Owning a property is a dream come true for every one of us. However, buying a property involves complexities and documentation that most people do not understand and in the process, end with a property that becomes a lifelong headache. In order to have a clean, legal transaction one of the key documents that need to be checked is the Encumbrance Certificate also referred to as ‘EC’ in short.
What is an Encumbrance Certificate?
The term Encumbrance means charges/liabilities created on a property that is held as a security or collateral against a loan or mortgage as the case may be. An EC consists of all the registered transactions done on the property during the period for which the EC is sought. Simply put, it is a certificate sought for a particular period evidencing the property purchase/sale, the presence of any transaction or mortgage.
What is the significance of an Encumbrance Certificate?
An EC is needed to know the past property transactions while buying a property. It further states that the property is free from all the liabilities. Through an EC a buyer can ensure that the property has a free title and is free from all the dues. Apart from knowing the past property transactions, most banks demand an EC for the past 13 years before granting a home loan/loan against the property. An EC can be acquired from the sub registrar’s office where the particular property deed has been registered.
What are the different kinds of Encumbrance Certificates?
An EC is issued based on the time period it is sought for and if any transaction has taken place during this period. There are two types of ECs;
a) Form 15:
Form 15 is issued if the mortgage, sale or other deeds of the property are registered with the sub-registrar. The Form consists of registered property transaction details in the owner’s name for a particular period.
b) Form 16:
Form 16 is issued as a Non-Encumbrance Certificate if no transaction has taken place/no transaction is registered for the sought period. When a Non-Encumbrance Certificate is issued on Form 16, it evidences that the property is free from all the liabilities for the given period.
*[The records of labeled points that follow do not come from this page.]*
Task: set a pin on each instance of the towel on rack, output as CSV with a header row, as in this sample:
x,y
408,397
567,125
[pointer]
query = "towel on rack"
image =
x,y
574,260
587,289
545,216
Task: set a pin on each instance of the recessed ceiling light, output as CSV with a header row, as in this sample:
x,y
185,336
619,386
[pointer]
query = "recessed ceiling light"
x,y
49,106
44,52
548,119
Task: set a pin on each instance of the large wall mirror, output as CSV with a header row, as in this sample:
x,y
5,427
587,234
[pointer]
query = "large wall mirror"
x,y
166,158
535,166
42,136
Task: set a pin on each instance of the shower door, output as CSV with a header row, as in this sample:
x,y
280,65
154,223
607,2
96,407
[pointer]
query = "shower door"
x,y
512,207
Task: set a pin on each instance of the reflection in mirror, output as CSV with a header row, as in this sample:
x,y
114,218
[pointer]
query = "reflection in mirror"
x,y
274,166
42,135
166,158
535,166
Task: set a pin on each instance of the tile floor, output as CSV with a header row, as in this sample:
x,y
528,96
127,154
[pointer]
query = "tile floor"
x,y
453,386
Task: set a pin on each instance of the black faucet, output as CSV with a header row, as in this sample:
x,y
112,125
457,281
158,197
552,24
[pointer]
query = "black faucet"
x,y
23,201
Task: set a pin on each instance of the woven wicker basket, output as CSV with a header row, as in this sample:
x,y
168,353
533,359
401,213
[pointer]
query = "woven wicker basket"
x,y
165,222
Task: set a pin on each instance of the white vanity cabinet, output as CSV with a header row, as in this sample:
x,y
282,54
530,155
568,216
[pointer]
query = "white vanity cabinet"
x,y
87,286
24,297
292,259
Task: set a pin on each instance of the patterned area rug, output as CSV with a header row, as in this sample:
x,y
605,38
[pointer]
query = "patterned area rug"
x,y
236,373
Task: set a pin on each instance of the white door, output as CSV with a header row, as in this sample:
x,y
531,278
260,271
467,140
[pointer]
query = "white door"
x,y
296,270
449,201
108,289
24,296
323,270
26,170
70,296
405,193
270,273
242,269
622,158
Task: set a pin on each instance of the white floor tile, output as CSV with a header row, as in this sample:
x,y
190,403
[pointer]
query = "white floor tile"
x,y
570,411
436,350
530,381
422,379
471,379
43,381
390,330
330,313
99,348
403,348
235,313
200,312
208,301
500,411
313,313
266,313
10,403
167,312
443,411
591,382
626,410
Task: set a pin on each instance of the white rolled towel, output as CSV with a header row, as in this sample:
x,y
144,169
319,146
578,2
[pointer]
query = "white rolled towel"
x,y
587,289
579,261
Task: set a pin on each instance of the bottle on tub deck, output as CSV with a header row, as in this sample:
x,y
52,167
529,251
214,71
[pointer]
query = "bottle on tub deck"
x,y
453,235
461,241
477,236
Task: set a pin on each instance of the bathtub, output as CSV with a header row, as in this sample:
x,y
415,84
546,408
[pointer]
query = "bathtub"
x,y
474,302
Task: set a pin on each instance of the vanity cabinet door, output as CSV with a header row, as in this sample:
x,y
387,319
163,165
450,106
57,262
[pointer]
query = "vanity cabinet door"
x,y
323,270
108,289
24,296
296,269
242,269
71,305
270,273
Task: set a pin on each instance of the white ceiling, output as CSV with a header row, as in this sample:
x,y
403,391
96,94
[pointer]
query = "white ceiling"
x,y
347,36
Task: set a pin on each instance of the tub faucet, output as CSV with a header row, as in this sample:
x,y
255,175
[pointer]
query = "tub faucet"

This certificate does not include any unregistered property transactions.
One should submit a copy of the Sale Deed to obtain an EC. A person applying for an EC should fill in the Form 22, affix a non-judicial stamp and submit it to the jurisdictional sub-registrar’s office. Complete residential address, property survey number, property location, the sought period, property description, its measurements and boundaries should be mentioned in the Form. A minimal fee amount will be charged on the basis of the period it is applied for. The time taken to obtain an EC will be between 3-7 working days or more depending on the sought period.
Can a buyer solely rely on an Encumbrance Certificate?
No! A buyer should avoid depending only on the EC. A large number of buyers solely rely on the EC to know about the past property transactions and to check for unencumbered free title, but little do they know that not all the past property transactions are registered in the EC. The EC will consist of property transactions only for a particular period and excludes the period before and after that. If there is any pending litigation on the property, it may not reflect on the EC.